Standard SQL used flat structures with no semantics associated with it. The data modeling shown in figures 3 and 4 above produces powerful hierarchical processing models by using self-describing hierarchical processing semantics. It uses an accurate form of hierarchical Left links. This has two advantages. It naturally carries the hierarchical structure and semantic information, and can access it and make it available as the hierarchical structure grows. The Left Link naturally preserves correctness. They do not allow invalid or ambiguous structures. Hierarchical structures are persistent. Hierarchical structures preserve semantics.
Dynamic Network Hierarchical Processing
The new Dynamic WHERE clause can query the hierarchical data structures dynamically. This allows multiple WHERE clause queries to be sequentially processed one after the other until a desired result is found. The dynamic WHERE clauses can be used sequentially as many times as necessary. This means WHERE clauses can be repeated as necessary to find the desired result. WHERE clauses support dynamic data networking processing by directly referencing data across multiple pathways as shown below in Figure 5. Dynamic Networked WHERE clauses use any mix of ‘AND’ and ‘OR’ operations to derive complex results as in “WHERE A=B OR (B=C AND D>B)…” to any network complexity to search for a desired result. This dynamic networking can be used on top of hierarchical processing in Figure 6 below.
Conclusion
The new semantic Left Link operation and its natural hierarchical processing can advance processing in many new ways. By replacing SQL with only natural hierarchical Left Links, its data modeling capabilities and use are increased while using naturally correct relational processing. Hierarchical semantics growth increases as the syntax increases. This paper has shown how these new Left Links are being used to become a more powerful process than the older Cartesian product with its unnecessary data replication problems.
These new capabilities are found in relational hierarchical processing. They support advanced processing features in this natural hierarchical processing, such as using the new Left Link operation to support powerful hierarchical data modeling and processing. And finally there is a new powerful dynamic network processing across the underlying hierarchical data. It can continually search for desired results and findings in real time until a result is found. These capabilities were shown through working examples and descriptions that operate naturally.
References
[1] M. David.

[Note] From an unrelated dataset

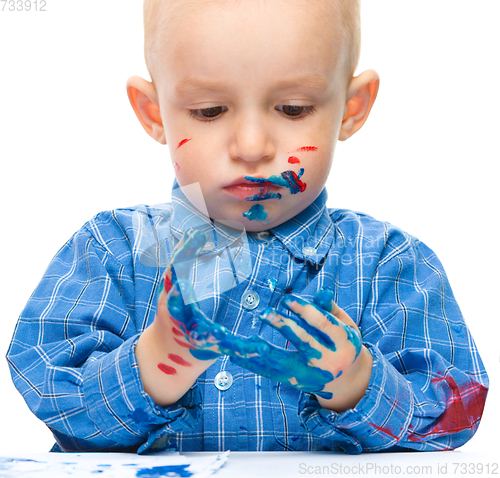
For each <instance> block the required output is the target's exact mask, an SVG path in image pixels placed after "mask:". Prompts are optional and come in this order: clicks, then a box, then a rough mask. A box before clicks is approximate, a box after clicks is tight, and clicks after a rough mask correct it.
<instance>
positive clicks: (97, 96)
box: [0, 0, 500, 455]
mask: <svg viewBox="0 0 500 478" xmlns="http://www.w3.org/2000/svg"><path fill="white" fill-rule="evenodd" d="M46 2H47V6H46V10H47V11H46V12H35V11H31V12H19V11H15V12H10V11H7V10H8V6H7V7H6V8H5V10H4V11H3V12H1V11H0V97H1V102H0V158H1V170H0V171H1V173H0V175H1V176H0V177H1V192H0V193H1V195H2V198H1V203H0V204H1V206H2V209H1V220H0V227H1V234H0V240H1V249H0V250H1V254H2V262H1V264H2V267H1V288H0V294H1V296H0V303H1V306H2V313H1V321H2V322H1V323H2V325H1V331H2V333H1V334H0V349H1V351H2V355H4V354H5V352H6V351H7V347H8V345H9V342H10V338H11V336H12V333H13V330H14V326H15V323H16V320H17V316H18V315H19V313H20V312H21V310H22V308H23V307H24V304H25V303H26V301H27V299H28V298H29V295H30V294H31V292H32V291H33V289H34V288H35V286H36V284H37V283H38V281H39V280H40V278H41V275H42V274H43V272H44V270H45V268H46V266H47V264H48V263H49V261H50V259H51V258H52V256H53V255H54V254H55V253H56V252H57V250H58V249H59V247H61V246H62V244H63V243H64V242H65V241H66V240H67V239H68V238H69V237H70V236H71V234H73V233H74V232H75V231H76V230H77V229H78V228H79V227H80V226H81V225H82V224H83V223H84V222H85V221H87V220H88V219H90V218H91V217H92V216H93V215H94V214H96V213H97V212H99V211H101V210H104V209H109V208H114V207H125V206H131V205H135V204H138V203H150V204H151V203H153V204H154V203H159V202H166V201H168V200H169V198H170V188H171V183H172V180H173V171H172V169H171V166H170V160H169V158H168V152H167V148H166V147H162V146H160V145H159V144H157V143H155V142H154V141H153V140H152V139H151V138H149V137H148V136H147V135H146V133H145V132H144V131H143V130H142V128H141V126H140V124H139V122H138V121H137V119H136V117H135V115H134V113H133V111H132V109H131V107H130V105H129V104H128V99H127V95H126V90H125V81H126V79H127V77H128V76H130V75H133V74H138V75H142V76H144V77H146V78H148V77H147V70H146V68H145V65H144V60H143V54H142V17H141V15H142V13H141V11H142V6H141V2H140V1H139V0H136V1H123V0H121V1H118V0H106V1H98V0H86V1H85V2H84V1H80V2H77V1H71V0H64V1H63V0H46ZM499 3H500V2H498V1H497V0H480V1H477V2H471V1H470V0H468V1H463V0H461V1H458V0H420V1H409V0H405V1H401V0H364V2H363V13H362V15H363V16H362V19H363V50H362V58H361V62H360V66H359V69H358V71H359V72H361V71H362V70H364V69H367V68H374V69H376V70H377V71H378V72H379V74H380V76H381V84H380V92H379V96H378V98H377V101H376V103H375V106H374V109H373V111H372V114H371V116H370V118H369V119H368V122H367V123H366V125H365V126H364V127H363V129H362V130H361V131H360V132H359V133H357V134H356V135H355V136H354V137H353V138H351V139H350V140H349V141H347V142H346V143H340V144H339V146H338V147H337V152H336V157H335V162H334V167H333V169H332V172H331V175H330V178H329V180H328V187H329V205H330V206H332V207H347V208H350V209H355V210H361V211H364V212H367V213H369V214H371V215H373V216H375V217H376V218H378V219H382V220H389V221H390V222H392V223H394V224H396V225H398V226H400V227H402V228H403V229H405V230H407V231H408V232H410V233H411V234H414V235H416V236H417V237H419V238H420V239H421V240H423V241H424V242H426V243H427V244H428V245H429V246H430V247H431V248H432V249H434V250H435V251H436V253H437V254H438V256H439V257H440V259H441V261H442V262H443V264H444V266H445V268H446V270H447V272H448V275H449V278H450V280H451V284H452V286H453V288H454V292H455V295H456V297H457V299H458V302H459V304H460V305H461V308H462V311H463V313H464V315H465V317H466V320H467V323H468V325H469V327H470V329H471V330H472V333H473V336H474V338H475V340H476V342H477V345H478V347H479V350H480V352H481V356H482V358H483V361H484V362H485V365H486V368H487V370H488V372H489V376H490V380H491V389H490V394H489V396H488V402H487V404H486V409H485V412H484V416H483V422H482V424H481V426H480V428H479V431H478V432H477V434H476V436H475V437H474V438H473V439H472V440H471V441H470V442H469V443H468V444H466V445H465V446H464V447H463V448H462V450H464V451H473V452H482V451H484V450H490V451H491V450H493V447H494V446H495V445H494V443H495V442H496V440H494V437H495V436H496V433H495V432H496V431H497V429H498V427H499V426H500V420H499V411H498V408H499V407H498V406H495V405H498V403H499V385H500V380H499V361H500V345H499V341H498V336H499V319H500V314H499V307H498V305H497V304H496V302H495V300H496V299H497V298H498V296H499V286H500V282H499V280H498V275H497V274H496V271H498V270H499V268H500V263H499V259H498V252H499V245H498V243H497V241H498V238H499V236H500V234H499V233H500V230H499V226H498V205H499V195H498V176H499V173H498V171H499V170H498V167H497V164H496V163H497V162H498V160H499V159H500V158H499V149H498V131H497V130H498V128H499V126H500V125H499V119H498V118H499V116H498V115H499V107H500V100H499V97H500V96H499V94H498V77H499V73H500V68H499V65H498V46H499V45H500V34H499V31H500V30H499V29H498V19H499V18H500V5H499ZM2 6H3V2H0V8H1V7H2ZM148 79H149V78H148ZM0 383H1V384H2V386H1V390H2V392H1V399H0V400H1V402H0V403H1V407H0V424H1V428H0V430H1V431H0V454H3V455H5V454H8V453H14V452H19V451H22V450H26V451H30V452H43V451H47V450H49V449H50V447H51V446H52V443H53V438H52V436H51V434H50V433H49V432H48V431H47V429H46V428H45V425H43V424H42V423H41V422H39V421H38V419H36V418H35V417H34V416H33V415H32V414H31V412H30V411H29V410H28V408H27V407H26V405H25V404H24V401H23V400H22V398H21V396H20V395H19V394H18V392H17V391H16V390H15V388H14V386H13V385H12V382H11V380H10V374H9V371H8V367H7V364H6V362H5V361H2V362H1V363H0Z"/></svg>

Semantic Hierarchical Processing Advancements. TDAN.com, October 18, 2017
[2] M. David. Advanced Standard SQL Dynamic Structured Data Modeling. Artech House, 2013.
[3] M. David. Naturally Increasing Data Value with Hierarchical Structures. XML Magazine, March 2011.
[4] M. David. Extending SQL’s Inherent Hierarchical Processing Operation. Database Journal, Nov, 2010.
[5] M. David. ANSI SQL Hierarchical Processing Can Fully Integrate Native XML. ACM SIGMOD Record, Vol. 32, Issue 1, March, 2003.
[6] M. David. Advanced ANSI Data Modeling and Structure Processing. Artech House Publishers, 1999.
[7] M. David. Advanced Capabilities of the Outer Join. ACM Sigmod Record, Vol. 21, No. 1, March 1992.